In the afternoon session we were invited to a technology enhanced performance. This was intriguing. It's very hard to describe the impact this made on me, which was great, but I will try.
The piece (?) was performed by four people, three of whom were operating various new and old media technologies. The other was a dancer. On entering the gallery/white cube space there were various flat screens on the floor presenting various images. Some of this was layered video made of up layered artefacts and some of it was automated slideshows driven by shared image photos. Audio was being used. Various activities were being mic-ed up, though I later found out that the sound from the previous day was being played back. This intentionally connected one performance to another even though the voices and sounds were obviously from a similar event. There was a mixture of technology essentially capturing, relaying and acting upon words originated by the dancer. The dancer would speak a word every now and then into a radio mic she was wearing, this would be heard by the audio guy, who typed the word on an archaic typewriter. An index card was produced and the word was catalogued using a made-up taxonomy.
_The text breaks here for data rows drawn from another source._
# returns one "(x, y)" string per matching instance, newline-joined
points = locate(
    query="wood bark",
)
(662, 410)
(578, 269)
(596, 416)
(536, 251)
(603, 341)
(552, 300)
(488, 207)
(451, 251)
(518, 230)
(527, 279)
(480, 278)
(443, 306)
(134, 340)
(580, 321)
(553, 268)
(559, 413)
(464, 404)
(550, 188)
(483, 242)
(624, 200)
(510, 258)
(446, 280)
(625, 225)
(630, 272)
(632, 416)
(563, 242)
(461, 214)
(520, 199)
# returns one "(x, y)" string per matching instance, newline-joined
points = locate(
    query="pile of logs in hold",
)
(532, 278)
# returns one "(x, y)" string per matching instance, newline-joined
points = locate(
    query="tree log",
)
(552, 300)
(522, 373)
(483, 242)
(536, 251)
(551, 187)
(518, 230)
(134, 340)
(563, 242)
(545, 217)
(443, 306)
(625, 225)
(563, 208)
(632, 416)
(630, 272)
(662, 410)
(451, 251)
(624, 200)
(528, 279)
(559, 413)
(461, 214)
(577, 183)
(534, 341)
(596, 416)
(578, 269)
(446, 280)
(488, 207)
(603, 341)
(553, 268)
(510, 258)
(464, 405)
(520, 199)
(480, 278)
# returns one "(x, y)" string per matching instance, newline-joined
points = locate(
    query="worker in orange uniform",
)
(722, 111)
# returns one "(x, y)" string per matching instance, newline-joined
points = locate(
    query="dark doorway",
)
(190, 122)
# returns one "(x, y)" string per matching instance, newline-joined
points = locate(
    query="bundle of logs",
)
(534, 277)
A video camera was focussed on the index card and a microphone recorded the clack of the typewriter (all of the performers were too young to have ever used a real typewriter before!). The typewriten index card was taken to another person who did a Flickr search based upon the words. He was constantly blogging the procedings. The Flickr images were printed and given to the last member - the videologist who constructed footage in real time for the tv screens. There were various other bits and pieces going on. The performance on this occasion lasted about 20 minutes though other versions have lasted hours.
At first it was the dancer's performance that grabbed your attention as she worked through a series of choreographed movements. The attraction of the human figure seemed to provide the intial focal point for others I spoke to too. The dance was quite repetitive. Then the videologist came in a grabbed a load of images of her on a stills camera. There was a fair amount of bleeping and typing noises and the sound of voices occasionally. However it was very disjointed. It appeared to be coming from the performers (but of course it was yesterday's performance recording).
What was the relationship between these four people? How choreographed was the collaborative performance? How choreographed were the individual performances? Occasionally the videologist would scan a Flickr photo, or rip it up, or stick it up on the wall.
The piece seemed to be about networking and the sharing and mediation of data. The passing of data was explicit, but what was most intriguing was the implicit social networking and its affect on the performance. How had it been planned? How were they responding to each other (apparently they were not consciously responding during the event).I interviewed Matt Gough afterwards for the podcast
and discussed some of the many issues that were raised. Facinating!